Lantas aku ingin berpikir sembari duduk di pinggir jalan dengan bau knalpot. Tentang kamu. Tentang marahnya kita pada ribuan semangat yang jumawa berdiri antara resah atas nama adat yang salah kaprah.
Lalu aku kembali. Menyusur trotoar masih juga dengan bau kendaraan yang membuat sesak. Tak hanya tentang kota, tapi juga kamu. Di kota ini kita melucuti satu per satu khayalan tentang bau amis dosa.
Oh, ya, dosa. Sehina itu barangkali gambaran rasa yang melempar sepi tepat ke dada. Bolehkah sedikit saja aku membela diri dan mengatakan bahwa aku tak peduli pada kecaman mereka, lelakiku?

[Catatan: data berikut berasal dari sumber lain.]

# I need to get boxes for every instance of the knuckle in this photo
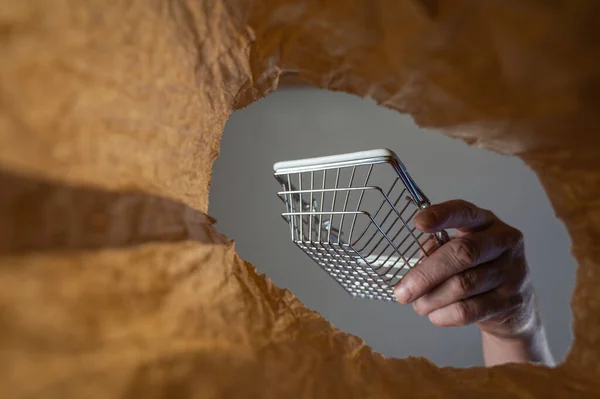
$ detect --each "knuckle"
[454,272,475,296]
[452,237,479,265]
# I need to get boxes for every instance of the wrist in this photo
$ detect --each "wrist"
[481,312,554,366]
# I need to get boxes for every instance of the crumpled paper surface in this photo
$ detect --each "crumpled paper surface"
[0,0,600,398]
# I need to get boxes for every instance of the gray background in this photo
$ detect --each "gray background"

Kita tahu bahwa sejauh sunyi yang mengabdi pada ilalang, aku selalu jatuh cinta pada seluruh getar dalam nadimu. Aku tak kehilangan cipta untuk terus menuliskanmu pada serat kayu yang menua. Merindu. Bahkan selalu gusar dalam riuh gemuruh mengingatmu. Jikapun mungkin, boleh meregangkan perih sebentar saja. Sesama rasa yang tahu jerit, aku ingin pulang menuju dekapmu yang agung.